Second, engaging in conversations over digital channels provides an easy way for medical practitioners to check in and monitor the progress of patients. Digital chat channels, like Facebook Messenger, are inherently asynchronous and provide the opportunity for the students or practitioners to follow up to ensure continued contact. For example, if a student reaches out to a campus doctor to share concern about an initial set of symptoms, such as dry cough and fever, the doctor could automate an alert that they should follow up with the student to see how their symptoms are progressing so that no COVID-19 cases slip through the cracks. This constant contact would allow universities to more closely monitor how campus health is evolving.

Step 5: Deliver proactive, consistent communications to all students

The cornerstone of any successful return-to-campus plan will require proactive, consistent communications with the broader campus. In its recommendations to universities, the ACHA emphasized that “communications must convey the institution’s confidence in the information, contain the institution’s brand identity, send a unified message, and align with the core mission and values of the university.”

Through regular communications, universities can empower their students with facts so that they take precautions not to spread the virus and, in turn, reduce and decelerate transmission rates across the campus. Additionally, in the event of a rapid outbreak, students can know exactly what communications channels to check to understand the necessary steps to maintain campus safety.

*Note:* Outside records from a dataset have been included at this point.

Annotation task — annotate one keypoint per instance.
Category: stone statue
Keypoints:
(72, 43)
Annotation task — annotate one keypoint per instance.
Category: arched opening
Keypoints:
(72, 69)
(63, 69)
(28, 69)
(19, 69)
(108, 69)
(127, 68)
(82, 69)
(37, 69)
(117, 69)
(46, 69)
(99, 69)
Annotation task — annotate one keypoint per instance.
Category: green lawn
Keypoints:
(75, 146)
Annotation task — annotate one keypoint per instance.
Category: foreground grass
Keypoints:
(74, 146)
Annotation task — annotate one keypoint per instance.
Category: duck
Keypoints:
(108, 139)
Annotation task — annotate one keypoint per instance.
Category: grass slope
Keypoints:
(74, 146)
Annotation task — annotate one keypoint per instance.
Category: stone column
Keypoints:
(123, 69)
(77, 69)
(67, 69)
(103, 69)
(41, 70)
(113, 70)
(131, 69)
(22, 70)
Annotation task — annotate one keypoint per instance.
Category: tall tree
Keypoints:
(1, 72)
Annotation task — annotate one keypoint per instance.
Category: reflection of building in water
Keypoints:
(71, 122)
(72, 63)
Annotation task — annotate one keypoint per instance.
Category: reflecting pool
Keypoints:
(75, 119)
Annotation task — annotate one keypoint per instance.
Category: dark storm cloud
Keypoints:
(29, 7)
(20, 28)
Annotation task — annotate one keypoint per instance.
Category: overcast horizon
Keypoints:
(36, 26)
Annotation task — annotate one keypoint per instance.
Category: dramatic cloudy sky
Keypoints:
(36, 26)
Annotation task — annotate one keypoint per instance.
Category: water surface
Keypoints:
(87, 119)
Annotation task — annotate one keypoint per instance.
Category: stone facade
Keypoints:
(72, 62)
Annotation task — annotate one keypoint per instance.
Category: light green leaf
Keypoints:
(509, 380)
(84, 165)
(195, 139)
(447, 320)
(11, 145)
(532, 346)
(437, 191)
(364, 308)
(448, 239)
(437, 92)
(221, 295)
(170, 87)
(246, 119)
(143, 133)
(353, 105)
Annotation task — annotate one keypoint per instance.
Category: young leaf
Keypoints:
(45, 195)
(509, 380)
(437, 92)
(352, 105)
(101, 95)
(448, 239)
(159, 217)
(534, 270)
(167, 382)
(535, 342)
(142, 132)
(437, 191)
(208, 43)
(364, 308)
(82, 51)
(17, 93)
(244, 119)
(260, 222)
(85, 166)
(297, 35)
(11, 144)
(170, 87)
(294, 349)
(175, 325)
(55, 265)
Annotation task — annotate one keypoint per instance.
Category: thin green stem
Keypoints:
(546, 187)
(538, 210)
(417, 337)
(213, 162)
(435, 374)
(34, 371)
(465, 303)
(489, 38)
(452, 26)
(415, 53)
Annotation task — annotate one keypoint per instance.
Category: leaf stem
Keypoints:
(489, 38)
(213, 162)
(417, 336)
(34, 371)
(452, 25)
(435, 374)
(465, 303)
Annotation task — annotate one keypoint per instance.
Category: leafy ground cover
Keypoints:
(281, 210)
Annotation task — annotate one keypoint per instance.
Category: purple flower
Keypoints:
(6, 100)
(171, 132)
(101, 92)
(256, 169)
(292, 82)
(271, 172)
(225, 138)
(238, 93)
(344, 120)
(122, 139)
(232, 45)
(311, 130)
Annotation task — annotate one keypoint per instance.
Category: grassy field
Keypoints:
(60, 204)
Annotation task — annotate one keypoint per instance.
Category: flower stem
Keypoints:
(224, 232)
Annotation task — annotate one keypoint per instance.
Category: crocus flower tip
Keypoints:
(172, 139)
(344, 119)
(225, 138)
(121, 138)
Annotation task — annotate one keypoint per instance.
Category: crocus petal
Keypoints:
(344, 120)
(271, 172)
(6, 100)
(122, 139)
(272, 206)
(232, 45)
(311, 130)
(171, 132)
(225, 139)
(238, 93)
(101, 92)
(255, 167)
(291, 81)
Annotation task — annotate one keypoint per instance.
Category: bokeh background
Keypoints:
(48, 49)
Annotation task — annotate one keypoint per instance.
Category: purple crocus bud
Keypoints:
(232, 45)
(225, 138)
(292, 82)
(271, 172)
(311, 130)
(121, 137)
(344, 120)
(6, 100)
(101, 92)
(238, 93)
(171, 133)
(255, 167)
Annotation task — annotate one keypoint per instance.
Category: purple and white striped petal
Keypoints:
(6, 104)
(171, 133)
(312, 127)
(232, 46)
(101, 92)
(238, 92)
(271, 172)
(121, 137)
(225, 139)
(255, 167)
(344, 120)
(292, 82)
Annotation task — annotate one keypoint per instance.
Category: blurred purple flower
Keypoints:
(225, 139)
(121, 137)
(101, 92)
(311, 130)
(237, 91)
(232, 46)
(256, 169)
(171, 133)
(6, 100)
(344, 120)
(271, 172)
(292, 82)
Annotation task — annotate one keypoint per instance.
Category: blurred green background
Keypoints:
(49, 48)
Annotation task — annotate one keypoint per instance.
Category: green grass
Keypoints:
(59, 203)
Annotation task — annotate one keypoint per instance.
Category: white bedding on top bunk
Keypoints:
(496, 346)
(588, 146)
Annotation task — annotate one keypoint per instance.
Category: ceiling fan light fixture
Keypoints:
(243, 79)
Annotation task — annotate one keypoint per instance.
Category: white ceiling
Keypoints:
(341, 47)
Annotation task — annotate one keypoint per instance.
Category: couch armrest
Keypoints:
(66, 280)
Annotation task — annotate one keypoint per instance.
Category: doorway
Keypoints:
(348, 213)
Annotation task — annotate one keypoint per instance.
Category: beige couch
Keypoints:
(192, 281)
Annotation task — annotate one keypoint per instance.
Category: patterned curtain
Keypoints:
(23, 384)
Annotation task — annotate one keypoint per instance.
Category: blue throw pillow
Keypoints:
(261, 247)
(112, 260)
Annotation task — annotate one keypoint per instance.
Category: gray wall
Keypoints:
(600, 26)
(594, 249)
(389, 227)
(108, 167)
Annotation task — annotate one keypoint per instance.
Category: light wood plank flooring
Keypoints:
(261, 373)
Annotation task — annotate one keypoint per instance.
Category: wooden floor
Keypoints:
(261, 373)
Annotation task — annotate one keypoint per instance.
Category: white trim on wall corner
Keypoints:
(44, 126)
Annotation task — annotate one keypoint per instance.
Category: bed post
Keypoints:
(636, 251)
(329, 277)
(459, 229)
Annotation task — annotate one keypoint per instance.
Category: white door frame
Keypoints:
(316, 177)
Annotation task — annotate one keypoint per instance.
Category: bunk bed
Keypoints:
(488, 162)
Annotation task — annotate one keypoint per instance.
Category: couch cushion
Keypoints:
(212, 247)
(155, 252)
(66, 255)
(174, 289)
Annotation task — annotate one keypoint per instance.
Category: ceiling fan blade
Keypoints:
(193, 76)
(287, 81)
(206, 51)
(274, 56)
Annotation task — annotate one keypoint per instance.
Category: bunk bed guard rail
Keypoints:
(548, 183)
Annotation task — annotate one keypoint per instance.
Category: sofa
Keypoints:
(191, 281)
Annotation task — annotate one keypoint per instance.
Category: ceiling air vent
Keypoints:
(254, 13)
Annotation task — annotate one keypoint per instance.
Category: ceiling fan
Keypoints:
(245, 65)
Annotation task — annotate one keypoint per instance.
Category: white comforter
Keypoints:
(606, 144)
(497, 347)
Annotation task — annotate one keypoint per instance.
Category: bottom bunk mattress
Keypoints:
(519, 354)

For orchestrating effective communications, choosing the right channel is crucial. While universities may be tempted to only use channels like Facebook and X, formerly Twitter — the two dominant sources often cited for finding news and information — they may run the risk of missing a large segment of their audience. For university-aged students, channels like Instagram, WhatsApp and Snapchat — these channels are commonly associated with image and video sharing — are now more commonly being used to find news. In fact, in a recent survey by Business Insider, nearly 60% of college-aged students listed Instagram as a primary source for news content. Indeed, it will be crucial for universities to understand the channels that are most commonly used by students so that they can quickly broadcast updates to campus.

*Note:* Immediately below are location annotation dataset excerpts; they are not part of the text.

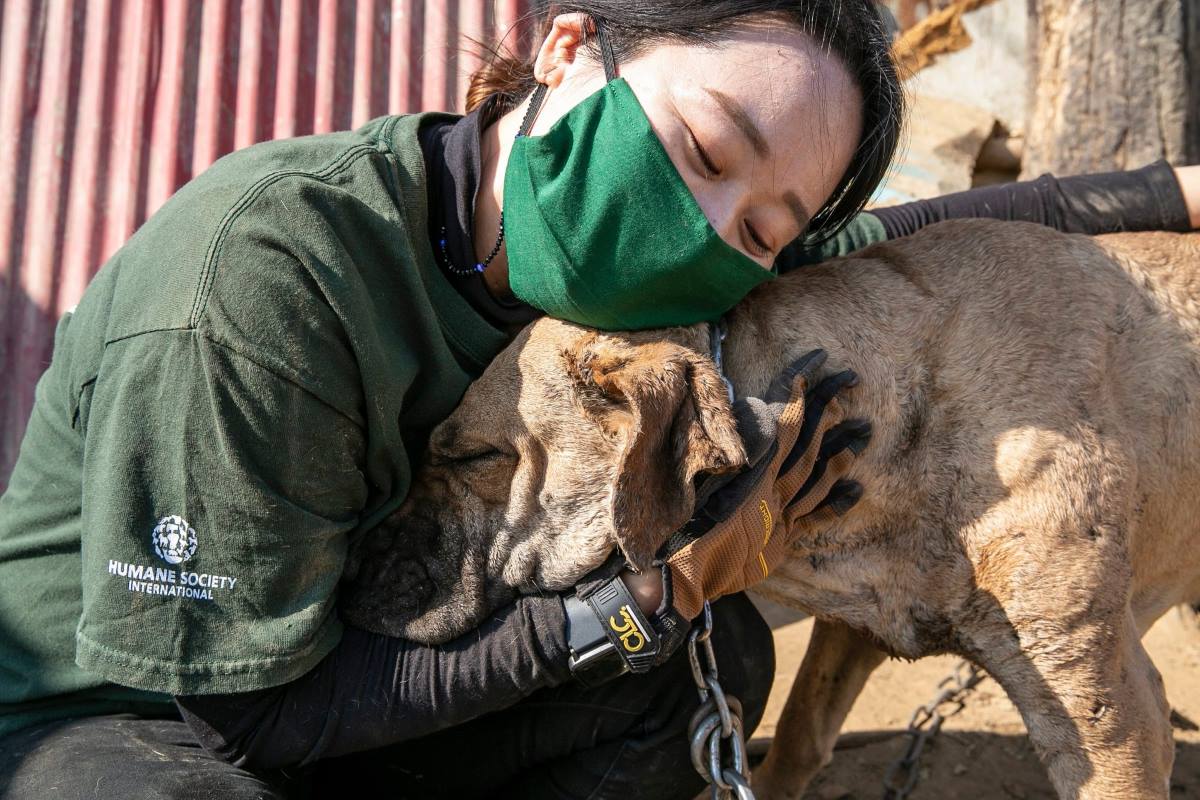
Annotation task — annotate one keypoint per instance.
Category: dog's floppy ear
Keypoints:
(669, 409)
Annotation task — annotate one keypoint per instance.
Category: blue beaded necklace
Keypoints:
(478, 269)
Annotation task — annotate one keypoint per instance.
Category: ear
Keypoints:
(670, 409)
(558, 49)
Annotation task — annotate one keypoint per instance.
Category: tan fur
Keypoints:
(1032, 486)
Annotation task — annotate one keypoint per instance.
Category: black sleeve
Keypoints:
(1138, 199)
(375, 690)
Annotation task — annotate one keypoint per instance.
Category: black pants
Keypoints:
(624, 739)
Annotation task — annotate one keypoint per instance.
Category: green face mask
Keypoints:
(603, 230)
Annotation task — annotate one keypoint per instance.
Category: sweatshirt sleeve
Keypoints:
(375, 690)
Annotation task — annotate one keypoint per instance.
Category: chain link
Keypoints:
(925, 723)
(718, 740)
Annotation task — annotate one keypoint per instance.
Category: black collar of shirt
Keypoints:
(453, 164)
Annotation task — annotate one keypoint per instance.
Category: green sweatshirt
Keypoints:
(240, 392)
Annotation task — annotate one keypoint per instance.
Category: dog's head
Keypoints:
(571, 443)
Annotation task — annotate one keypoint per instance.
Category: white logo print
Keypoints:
(174, 541)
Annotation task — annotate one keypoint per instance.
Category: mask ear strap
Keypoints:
(610, 60)
(539, 94)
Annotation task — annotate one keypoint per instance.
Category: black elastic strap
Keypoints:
(539, 92)
(610, 60)
(539, 95)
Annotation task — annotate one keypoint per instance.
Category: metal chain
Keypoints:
(718, 740)
(925, 723)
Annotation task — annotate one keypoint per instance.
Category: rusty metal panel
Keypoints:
(108, 106)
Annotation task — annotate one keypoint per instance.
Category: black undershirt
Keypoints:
(375, 690)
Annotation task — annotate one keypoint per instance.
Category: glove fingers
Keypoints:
(810, 497)
(792, 479)
(816, 402)
(855, 434)
(805, 367)
(713, 563)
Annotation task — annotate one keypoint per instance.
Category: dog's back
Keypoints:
(1018, 379)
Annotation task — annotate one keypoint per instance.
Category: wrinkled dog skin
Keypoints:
(546, 463)
(1032, 486)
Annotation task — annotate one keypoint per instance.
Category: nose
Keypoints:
(724, 208)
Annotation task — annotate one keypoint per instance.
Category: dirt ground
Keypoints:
(983, 752)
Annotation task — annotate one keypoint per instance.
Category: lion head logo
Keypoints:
(174, 541)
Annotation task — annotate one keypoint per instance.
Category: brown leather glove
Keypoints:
(804, 450)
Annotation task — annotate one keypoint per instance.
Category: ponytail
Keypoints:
(501, 74)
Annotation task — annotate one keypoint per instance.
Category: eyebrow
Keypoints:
(739, 116)
(759, 142)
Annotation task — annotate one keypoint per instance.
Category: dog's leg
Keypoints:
(1095, 707)
(835, 668)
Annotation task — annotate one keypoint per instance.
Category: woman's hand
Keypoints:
(799, 452)
(1189, 184)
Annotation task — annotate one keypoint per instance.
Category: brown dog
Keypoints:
(1031, 498)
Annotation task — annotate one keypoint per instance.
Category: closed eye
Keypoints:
(761, 248)
(713, 172)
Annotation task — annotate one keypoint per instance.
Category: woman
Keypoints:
(244, 388)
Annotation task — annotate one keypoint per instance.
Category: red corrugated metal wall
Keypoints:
(109, 106)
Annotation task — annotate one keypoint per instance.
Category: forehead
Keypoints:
(797, 92)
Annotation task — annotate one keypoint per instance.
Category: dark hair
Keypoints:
(851, 29)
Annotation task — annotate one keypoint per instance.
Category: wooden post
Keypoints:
(1115, 84)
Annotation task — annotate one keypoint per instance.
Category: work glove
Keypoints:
(799, 449)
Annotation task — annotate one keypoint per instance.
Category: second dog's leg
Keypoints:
(835, 668)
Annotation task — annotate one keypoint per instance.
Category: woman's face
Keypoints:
(761, 127)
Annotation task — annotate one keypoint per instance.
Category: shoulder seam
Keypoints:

Regardless of the channel used, universities must embrace consistency across their many channels so that students don’t become confused by varied language. Variances in guidance across their different accounts often provide no added value and actually create an opportunity for information to be unintentionally misinterpreted.

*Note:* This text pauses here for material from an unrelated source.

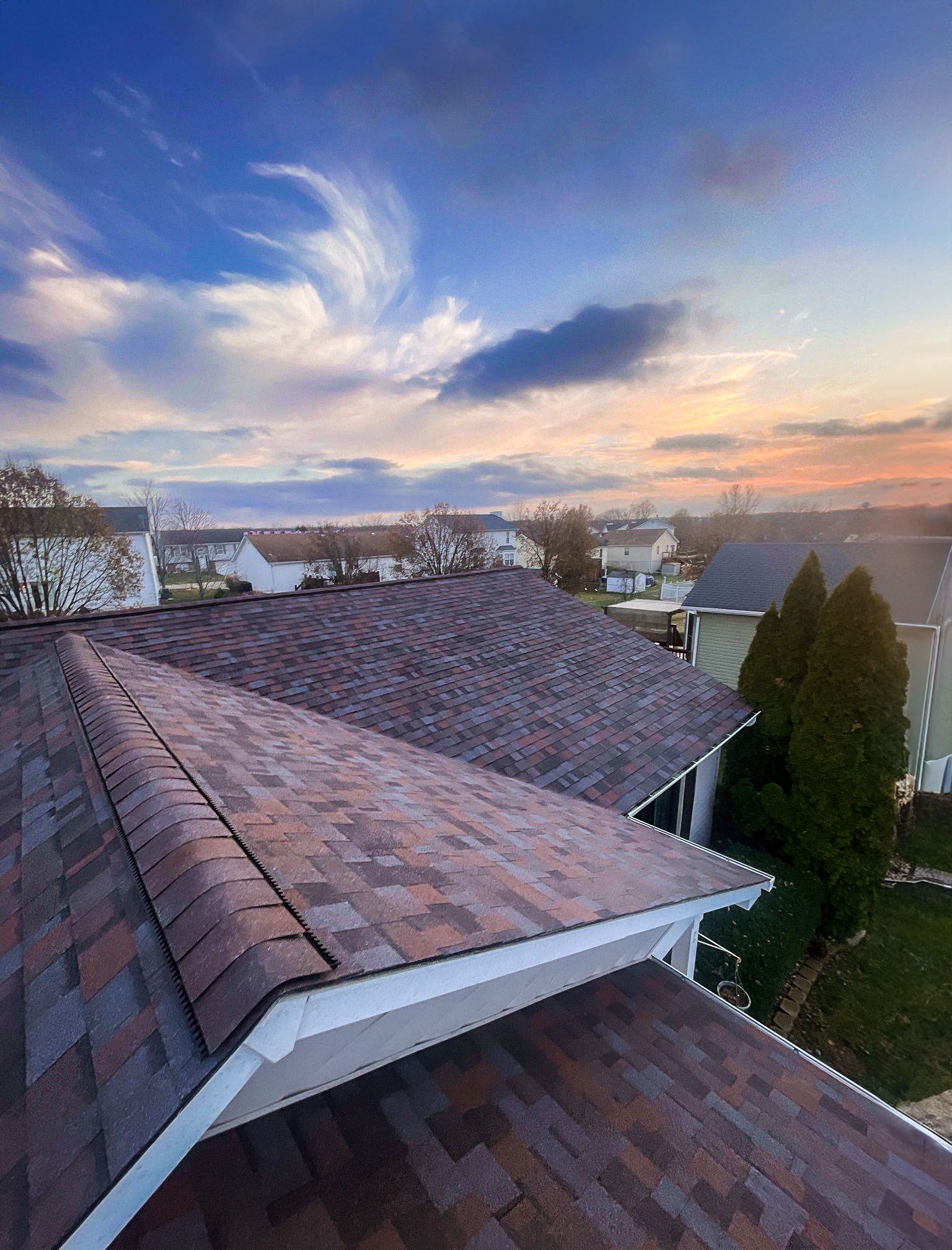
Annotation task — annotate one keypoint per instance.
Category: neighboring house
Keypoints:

Maintaining student safety as campuses reopen will present many complexities. Because students live, eat, study and socialize together in close proximity, universities need to be hyper vigilant to prevent an outbreak. A small outbreak on campus can rapidly devolve into a major health crisis. But by deploying a robust communications plan that enables students to receive the personalized information they need to understand campus complexities, engage with medical professionals to comfortably share healthcare concerns and inform students about time sensitive updates, universities will be positioned to safely welcome their students back to campus this fall.